Fed Rate Cuts? What to Watch in This Week’s Jobs Report

U.S. stock and bond investors are bracing for a crucial employment report this week as they return from the Labor Day weekend to begin September trading.

The U.S. jobs report, set for release on Friday, is expected to have significant market implications, according to Victoria Fernandez, chief market strategist at Crossmark Global Investments. She noted that the report, which will detail August’s job growth and unemployment rate, could influence both stock and bond markets.

In early August, the release of July’s employment data, which came in softer than expected, caused market volatility, with the unemployment rate rising to 4.3%. However, U.S. stocks have since rebounded, with the Dow Jones Industrial Average reaching a new record high on Friday, while the S&P 500 closed just 0.3% below its all-time peak from July 16.

“The overall economy still appears robust,” said Bob Elliott, co-founder and CEO of Unlimited Funds. However, he cautioned that the outlook remains uncertain, with potential outcomes ranging from a “no landing” scenario to a soft or hard landing.

Investors are closely monitoring the labor market following Federal Reserve Chair Jerome Powell’s remarks at Jackson Hole on August 23, where he noted that the labor market has “cooled considerably” and that risks to employment have increased. With inflation significantly down from its 2022 peak, Powell hinted at the possibility of interest rate cuts.

The upcoming jobs report could be a critical factor in determining whether the Fed opts for a quarter-point or half-point rate cut at its September policy meeting, according to Phil Camporeale, a portfolio manager at J.P. Morgan Asset Management. He expects the August employment data to show strength, potentially prompting the Fed to start reducing rates in small increments. A deeper cut could indicate growing concerns about the labor market and the broader economy.

Barclays analysts predict the unemployment rate will drop to 4.2% in August, partially reversing July’s spike, which was partly attributed to temporary unemployment from Hurricane Beryl. They also expect stronger job growth compared to July.

A positive jobs report could drive Treasury bond yields higher and trigger a stock market rally, said Camporeale.

On Friday, all three major U.S. stock indexes—the Dow, S&P 500, and Nasdaq Composite—closed higher as investors digested an inflation report that largely met Wall Street’s expectations. The Dow and S&P 500 recorded gains for the fourth consecutive month in August.

Jobs Report

In the bond market, Treasury yields fell in August as investors anticipated future rate cuts by the Fed. The 10-year Treasury note yield dropped for the fourth straight month to 3.910%, while the two-year Treasury yield also declined for the fourth consecutive month, its longest such streak since July 2020.

Jobs Report

Despite recent signs of labor market softening, the market is “not soft” yet, according to Roger Hallam, Vanguard Group’s global head of rates. However, he noted that a downside surprise in Friday’s jobs report could make a deeper rate cut in September more likely.

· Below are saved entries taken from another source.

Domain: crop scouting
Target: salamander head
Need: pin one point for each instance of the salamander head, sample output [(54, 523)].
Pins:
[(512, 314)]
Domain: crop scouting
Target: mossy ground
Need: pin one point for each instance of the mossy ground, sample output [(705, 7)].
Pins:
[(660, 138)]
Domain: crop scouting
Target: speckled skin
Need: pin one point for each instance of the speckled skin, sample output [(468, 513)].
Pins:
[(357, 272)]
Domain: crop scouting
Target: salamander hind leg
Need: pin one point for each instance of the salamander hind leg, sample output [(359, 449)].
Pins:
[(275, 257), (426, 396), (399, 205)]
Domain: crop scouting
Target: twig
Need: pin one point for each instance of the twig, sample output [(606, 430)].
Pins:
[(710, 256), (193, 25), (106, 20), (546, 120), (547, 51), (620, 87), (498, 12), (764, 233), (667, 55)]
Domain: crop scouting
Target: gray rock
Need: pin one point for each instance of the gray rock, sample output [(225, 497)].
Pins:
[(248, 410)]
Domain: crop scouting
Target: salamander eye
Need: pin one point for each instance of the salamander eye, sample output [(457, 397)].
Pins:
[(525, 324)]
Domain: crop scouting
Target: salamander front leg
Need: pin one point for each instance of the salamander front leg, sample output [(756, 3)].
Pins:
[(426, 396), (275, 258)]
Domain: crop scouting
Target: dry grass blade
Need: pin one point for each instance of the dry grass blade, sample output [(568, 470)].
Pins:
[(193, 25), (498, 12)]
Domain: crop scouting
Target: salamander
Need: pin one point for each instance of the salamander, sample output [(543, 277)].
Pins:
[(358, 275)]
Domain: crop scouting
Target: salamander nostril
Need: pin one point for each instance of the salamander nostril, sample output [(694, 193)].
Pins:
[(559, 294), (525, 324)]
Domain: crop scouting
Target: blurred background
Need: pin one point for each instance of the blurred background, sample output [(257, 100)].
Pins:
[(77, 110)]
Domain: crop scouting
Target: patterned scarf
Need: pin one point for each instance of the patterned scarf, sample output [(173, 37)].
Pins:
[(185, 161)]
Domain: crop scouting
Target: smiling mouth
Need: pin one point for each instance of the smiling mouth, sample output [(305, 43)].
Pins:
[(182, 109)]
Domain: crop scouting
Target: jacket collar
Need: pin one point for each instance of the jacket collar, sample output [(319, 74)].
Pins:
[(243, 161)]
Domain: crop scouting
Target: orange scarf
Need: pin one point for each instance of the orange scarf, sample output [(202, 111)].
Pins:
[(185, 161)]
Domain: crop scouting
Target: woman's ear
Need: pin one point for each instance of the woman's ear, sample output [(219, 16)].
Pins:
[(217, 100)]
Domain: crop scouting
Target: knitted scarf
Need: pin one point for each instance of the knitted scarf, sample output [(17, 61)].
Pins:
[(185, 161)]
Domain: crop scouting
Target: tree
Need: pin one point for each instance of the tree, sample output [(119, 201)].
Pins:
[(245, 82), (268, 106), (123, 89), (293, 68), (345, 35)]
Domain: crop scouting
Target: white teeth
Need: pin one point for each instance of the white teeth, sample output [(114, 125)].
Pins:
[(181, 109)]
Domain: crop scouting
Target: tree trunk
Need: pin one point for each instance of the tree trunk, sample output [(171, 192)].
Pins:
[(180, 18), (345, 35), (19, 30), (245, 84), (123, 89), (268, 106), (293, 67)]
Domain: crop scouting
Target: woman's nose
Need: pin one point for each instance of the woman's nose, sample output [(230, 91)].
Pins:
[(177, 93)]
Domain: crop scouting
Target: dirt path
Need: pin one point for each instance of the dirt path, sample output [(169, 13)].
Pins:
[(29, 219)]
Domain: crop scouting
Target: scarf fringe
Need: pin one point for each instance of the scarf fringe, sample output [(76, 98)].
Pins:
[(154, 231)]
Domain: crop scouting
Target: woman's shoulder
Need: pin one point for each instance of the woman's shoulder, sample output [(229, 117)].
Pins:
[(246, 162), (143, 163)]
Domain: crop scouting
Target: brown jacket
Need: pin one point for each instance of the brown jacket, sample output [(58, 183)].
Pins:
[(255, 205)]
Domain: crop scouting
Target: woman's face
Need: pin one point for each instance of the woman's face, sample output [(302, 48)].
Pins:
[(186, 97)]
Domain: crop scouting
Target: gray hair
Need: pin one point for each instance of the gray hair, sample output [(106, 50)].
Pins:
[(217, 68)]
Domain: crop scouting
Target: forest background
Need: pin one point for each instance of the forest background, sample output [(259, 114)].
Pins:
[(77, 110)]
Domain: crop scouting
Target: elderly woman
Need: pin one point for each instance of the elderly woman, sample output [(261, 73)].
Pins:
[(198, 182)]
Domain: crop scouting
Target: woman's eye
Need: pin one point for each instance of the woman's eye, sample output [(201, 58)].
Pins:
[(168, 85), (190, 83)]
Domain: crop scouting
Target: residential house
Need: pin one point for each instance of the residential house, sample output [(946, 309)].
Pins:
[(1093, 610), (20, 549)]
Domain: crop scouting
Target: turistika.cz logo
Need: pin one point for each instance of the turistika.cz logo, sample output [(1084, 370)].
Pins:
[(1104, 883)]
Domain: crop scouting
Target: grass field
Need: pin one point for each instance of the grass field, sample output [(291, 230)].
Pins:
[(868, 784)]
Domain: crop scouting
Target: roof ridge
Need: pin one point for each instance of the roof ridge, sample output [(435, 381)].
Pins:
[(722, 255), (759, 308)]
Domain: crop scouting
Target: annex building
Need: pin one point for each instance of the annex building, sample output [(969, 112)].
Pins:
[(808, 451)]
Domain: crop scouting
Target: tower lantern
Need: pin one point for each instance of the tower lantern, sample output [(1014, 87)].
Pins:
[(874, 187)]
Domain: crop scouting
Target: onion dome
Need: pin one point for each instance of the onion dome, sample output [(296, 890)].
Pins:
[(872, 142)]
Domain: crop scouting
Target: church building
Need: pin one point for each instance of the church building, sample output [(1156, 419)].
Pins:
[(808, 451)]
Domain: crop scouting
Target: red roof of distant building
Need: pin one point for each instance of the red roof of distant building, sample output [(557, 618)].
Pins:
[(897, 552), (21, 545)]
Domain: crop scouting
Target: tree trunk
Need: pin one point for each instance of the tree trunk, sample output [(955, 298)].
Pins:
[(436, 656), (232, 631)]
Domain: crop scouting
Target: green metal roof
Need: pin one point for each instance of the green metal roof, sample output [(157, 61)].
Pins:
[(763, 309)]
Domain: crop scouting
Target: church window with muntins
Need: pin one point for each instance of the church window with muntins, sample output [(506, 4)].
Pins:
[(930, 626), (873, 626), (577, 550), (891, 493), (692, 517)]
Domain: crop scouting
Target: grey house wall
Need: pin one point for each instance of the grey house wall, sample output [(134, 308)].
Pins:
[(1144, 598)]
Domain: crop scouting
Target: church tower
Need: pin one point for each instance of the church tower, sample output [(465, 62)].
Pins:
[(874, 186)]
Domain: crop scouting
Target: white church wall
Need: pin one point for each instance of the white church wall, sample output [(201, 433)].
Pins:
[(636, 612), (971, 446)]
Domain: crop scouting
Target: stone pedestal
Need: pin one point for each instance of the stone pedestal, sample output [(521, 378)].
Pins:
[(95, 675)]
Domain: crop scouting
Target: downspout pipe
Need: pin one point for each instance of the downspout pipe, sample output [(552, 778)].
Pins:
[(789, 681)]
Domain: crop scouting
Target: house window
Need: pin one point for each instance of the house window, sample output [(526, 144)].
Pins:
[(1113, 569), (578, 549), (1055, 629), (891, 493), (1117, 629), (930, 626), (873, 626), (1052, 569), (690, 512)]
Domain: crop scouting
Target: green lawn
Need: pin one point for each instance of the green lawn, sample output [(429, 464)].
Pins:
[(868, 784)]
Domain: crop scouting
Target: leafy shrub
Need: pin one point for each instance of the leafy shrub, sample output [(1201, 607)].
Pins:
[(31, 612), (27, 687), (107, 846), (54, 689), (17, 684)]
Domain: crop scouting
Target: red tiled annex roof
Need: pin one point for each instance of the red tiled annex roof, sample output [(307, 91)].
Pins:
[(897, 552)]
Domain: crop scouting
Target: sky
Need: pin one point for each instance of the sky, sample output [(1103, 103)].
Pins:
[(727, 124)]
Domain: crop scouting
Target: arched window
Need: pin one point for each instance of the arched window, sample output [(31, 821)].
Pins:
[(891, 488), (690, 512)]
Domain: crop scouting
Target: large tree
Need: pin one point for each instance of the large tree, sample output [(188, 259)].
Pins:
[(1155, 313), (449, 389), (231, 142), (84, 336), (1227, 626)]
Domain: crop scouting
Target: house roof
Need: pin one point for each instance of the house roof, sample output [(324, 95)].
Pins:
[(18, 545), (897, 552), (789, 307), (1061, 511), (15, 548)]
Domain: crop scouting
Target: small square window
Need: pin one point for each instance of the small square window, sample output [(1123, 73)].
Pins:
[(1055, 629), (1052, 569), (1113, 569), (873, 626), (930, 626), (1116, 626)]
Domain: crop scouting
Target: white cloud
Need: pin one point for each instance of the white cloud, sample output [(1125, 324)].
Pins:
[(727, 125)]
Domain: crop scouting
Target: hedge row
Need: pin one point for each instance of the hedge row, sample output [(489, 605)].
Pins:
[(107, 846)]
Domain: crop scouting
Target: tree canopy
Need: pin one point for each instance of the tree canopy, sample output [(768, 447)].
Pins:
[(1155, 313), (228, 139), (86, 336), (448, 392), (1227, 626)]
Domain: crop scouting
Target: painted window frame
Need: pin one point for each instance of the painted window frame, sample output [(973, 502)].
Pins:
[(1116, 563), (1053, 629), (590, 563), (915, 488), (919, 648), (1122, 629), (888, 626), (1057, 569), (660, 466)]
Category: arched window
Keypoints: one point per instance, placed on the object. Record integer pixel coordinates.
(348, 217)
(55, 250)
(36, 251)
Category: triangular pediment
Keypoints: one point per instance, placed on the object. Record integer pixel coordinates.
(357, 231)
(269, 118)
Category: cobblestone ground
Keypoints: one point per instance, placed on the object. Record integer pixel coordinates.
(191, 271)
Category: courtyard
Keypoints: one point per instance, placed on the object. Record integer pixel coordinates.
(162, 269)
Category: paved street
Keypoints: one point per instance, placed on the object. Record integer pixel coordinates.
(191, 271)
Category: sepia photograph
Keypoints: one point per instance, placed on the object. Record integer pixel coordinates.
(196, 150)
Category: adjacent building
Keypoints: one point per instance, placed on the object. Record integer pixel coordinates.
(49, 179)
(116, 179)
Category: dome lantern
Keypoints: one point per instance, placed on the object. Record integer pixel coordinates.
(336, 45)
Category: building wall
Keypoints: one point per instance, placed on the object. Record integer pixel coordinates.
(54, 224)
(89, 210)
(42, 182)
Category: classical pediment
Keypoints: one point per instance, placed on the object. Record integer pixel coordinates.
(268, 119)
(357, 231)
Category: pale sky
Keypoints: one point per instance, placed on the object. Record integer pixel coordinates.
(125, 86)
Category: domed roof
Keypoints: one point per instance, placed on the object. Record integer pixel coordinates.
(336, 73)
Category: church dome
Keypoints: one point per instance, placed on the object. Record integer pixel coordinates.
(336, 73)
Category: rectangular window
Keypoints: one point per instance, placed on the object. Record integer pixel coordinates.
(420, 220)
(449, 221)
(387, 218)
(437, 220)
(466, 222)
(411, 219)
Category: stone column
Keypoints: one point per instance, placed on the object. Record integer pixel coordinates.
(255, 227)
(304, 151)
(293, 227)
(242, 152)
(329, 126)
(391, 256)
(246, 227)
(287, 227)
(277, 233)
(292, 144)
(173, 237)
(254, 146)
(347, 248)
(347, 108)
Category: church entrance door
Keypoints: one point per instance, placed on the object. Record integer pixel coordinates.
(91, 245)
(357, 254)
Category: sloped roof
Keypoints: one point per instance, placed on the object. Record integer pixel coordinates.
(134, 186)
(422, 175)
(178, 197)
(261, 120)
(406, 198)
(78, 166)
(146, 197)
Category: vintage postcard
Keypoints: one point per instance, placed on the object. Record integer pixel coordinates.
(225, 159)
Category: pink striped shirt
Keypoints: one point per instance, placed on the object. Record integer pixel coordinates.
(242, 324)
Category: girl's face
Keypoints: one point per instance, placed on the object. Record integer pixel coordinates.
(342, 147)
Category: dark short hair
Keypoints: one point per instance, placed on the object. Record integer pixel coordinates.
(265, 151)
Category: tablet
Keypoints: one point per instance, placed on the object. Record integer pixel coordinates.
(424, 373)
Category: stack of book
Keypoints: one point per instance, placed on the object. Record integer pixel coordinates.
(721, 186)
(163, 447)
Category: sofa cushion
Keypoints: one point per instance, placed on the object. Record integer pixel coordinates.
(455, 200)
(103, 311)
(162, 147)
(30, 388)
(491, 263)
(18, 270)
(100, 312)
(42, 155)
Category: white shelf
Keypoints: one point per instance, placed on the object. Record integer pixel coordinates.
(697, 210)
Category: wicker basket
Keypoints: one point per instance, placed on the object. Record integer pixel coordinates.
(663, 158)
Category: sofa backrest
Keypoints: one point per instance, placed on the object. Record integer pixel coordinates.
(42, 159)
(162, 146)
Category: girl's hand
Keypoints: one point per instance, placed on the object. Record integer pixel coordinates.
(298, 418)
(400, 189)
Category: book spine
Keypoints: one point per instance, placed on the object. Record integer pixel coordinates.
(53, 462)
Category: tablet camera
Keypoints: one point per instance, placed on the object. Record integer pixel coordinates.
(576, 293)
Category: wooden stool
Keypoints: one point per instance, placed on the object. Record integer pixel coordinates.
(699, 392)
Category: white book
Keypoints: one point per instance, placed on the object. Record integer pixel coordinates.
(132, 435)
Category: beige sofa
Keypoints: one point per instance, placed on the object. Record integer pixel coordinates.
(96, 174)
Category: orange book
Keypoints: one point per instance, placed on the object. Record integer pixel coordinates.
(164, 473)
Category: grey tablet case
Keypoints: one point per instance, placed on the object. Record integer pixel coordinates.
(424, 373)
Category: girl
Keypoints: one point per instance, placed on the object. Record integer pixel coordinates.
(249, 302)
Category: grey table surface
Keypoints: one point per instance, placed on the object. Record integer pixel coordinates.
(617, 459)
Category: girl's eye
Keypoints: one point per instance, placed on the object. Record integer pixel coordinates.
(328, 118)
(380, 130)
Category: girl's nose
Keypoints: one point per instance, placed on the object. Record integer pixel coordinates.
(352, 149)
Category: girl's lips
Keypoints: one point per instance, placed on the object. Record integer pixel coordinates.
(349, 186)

Meanwhile, traders in the federal-funds futures market are pricing in the possibility of up to one percentage point of rate cuts by the Fed this year, a move that Camporeale views as “a little too aggressive.”

“If that happens, it could signal a growth scare similar to the market reaction after July’s weaker-than-expected jobs report,” he said.

Elliott questioned the need for rate cuts, given the economy’s overall strength and the fact that asset prices are near all-time highs, with inflation remaining slightly above the Fed’s 2% target despite rate hikes.

The Fed has kept its policy rate at 5.25% to 5.5% since July 2023, a level Powell described as “restrictive,” helping to significantly reduce inflation. Powell emphasized that the cooling labor market is no longer contributing to inflation and indicated that the Fed does not favor further labor market weakening.

He also hinted that it might be time for a policy adjustment, a message that resonated with Camporeale, who has been anticipating a Fed pivot toward rate cuts.

Camporeale remains “overweight” on U.S. stocks and has recently increased his exposure to the equal-weight S&P 500 index, expecting the market rally to broaden. In the fixed income space, he favors high-yield corporate bonds, which offer additional yield.

“The probability of recession remains low,” said Camporeale, citing the resilience of the consumer and the ongoing moderation of inflation.

U.S. stock and bond markets will be closed on Monday in observance of Labor Day.